A violência, antes concentrada em grandes centros urbanos, tem se interiorizado, transformando pequenas cidades em áreas de conflito. Exemplos de cidades como Santana, no Amapá, e Sorriso, no Mato Grosso, que outrora eram pacatas, mostram como as facções estão ganhando força em municípios menores. Cumaru do Norte, no Pará, ocupa o topo da lista das cidades mais violentas da Amazônia Legal, com uma taxa alarmante de 141,3 mortes por 100 mil habitantes.
Essas cidades, que antes eram principalmente voltadas para atividades como garimpo e agricultura, agora se tornaram centros de disputa entre facções e de crimes ambientais, mostrando a diversificação das atividades ilegais na região.
À medida que o Brasil se prepara para sediar a COP 30 em Belém, em 2025, a questão da violência e do crime organizado na Amazônia Legal torna-se um obstáculo significativo para as iniciativas de sustentabilidade e financiamento climático. A relação entre o narcotráfico e os crimes ambientais dificulta a implementação de modelos de desenvolvimento sustentável, como as bioeconomias que visam preservar a região.
Aiala Colares Couto, diretor-presidente do Instituto Mãe Crioula e pesquisador do Fórum Brasileiro de Segurança Pública, alertou que a perpetuação de práticas predatórias no desenvolvimento econômico da região tem contribuído para a destruição ambiental e para o aprofundamento da violência. Segundo ele, é necessário repensar os modelos de desenvolvimento para alcançar a verdadeira sustentabilidade na Amazônia.
O estudo também aborda o impacto da violência contra a mulher na Amazônia Legal, com uma leve queda no número de homicídios femininos, mas com a taxa de feminicídios ainda acima da média nacional. Além disso, a pesquisa revelou que mais de 20 mil propriedades rurais estão ilegalmente em áreas de terras indígenas ou unidades de conservação, exacerbando os conflitos territoriais na região.
O estudo também aponta a relação entre as pistas de pouso clandestinas e o garimpo, com o estado de Roraima possuindo mais de 200 dessas pistas, facilitando o tráfico de drogas e outras atividades ilegais. A situação na Amazônia Legal evidencia que ser indígena na região é significativamente mais perigoso do que em outras partes do Brasil, com a região concentrando 56% das vítimas indígenas do país.
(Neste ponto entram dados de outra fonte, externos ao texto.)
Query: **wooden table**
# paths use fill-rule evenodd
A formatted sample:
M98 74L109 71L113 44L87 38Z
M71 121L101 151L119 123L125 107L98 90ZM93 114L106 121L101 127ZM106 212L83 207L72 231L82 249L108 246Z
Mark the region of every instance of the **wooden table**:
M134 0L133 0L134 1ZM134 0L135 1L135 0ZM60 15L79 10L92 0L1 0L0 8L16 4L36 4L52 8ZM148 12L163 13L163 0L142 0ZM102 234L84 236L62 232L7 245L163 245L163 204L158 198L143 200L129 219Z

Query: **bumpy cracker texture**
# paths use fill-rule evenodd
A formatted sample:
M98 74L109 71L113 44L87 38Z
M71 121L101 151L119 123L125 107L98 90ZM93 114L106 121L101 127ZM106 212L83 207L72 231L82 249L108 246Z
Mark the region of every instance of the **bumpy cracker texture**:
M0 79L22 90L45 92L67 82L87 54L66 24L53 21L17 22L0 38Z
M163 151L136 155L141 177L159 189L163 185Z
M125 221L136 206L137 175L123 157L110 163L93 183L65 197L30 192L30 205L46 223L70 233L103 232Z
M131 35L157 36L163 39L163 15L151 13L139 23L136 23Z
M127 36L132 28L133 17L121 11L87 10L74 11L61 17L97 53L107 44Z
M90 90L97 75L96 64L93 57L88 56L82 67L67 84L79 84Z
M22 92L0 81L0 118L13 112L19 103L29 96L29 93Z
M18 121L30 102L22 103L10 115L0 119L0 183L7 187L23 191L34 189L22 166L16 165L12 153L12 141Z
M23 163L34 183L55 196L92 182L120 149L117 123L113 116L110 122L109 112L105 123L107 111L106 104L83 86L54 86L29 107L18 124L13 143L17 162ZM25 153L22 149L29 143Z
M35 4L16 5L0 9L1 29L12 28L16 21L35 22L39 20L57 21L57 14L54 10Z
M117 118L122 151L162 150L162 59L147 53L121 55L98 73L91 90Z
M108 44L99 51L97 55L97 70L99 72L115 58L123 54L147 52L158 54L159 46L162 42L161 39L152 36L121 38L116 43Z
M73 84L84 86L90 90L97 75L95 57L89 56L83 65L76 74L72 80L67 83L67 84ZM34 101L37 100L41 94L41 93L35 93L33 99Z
O aumento das facções criminosas na Amazônia Legal reflete uma série de desafios interconectados, incluindo a violência, a exploração ilegal de recursos naturais e o narcotráfico. A interiorização da violência e o crescimento dessas organizações criminosas têm impactos profundos tanto na segurança pública quanto no meio ambiente, dificultando o alcance de modelos de desenvolvimento sustentável para a região.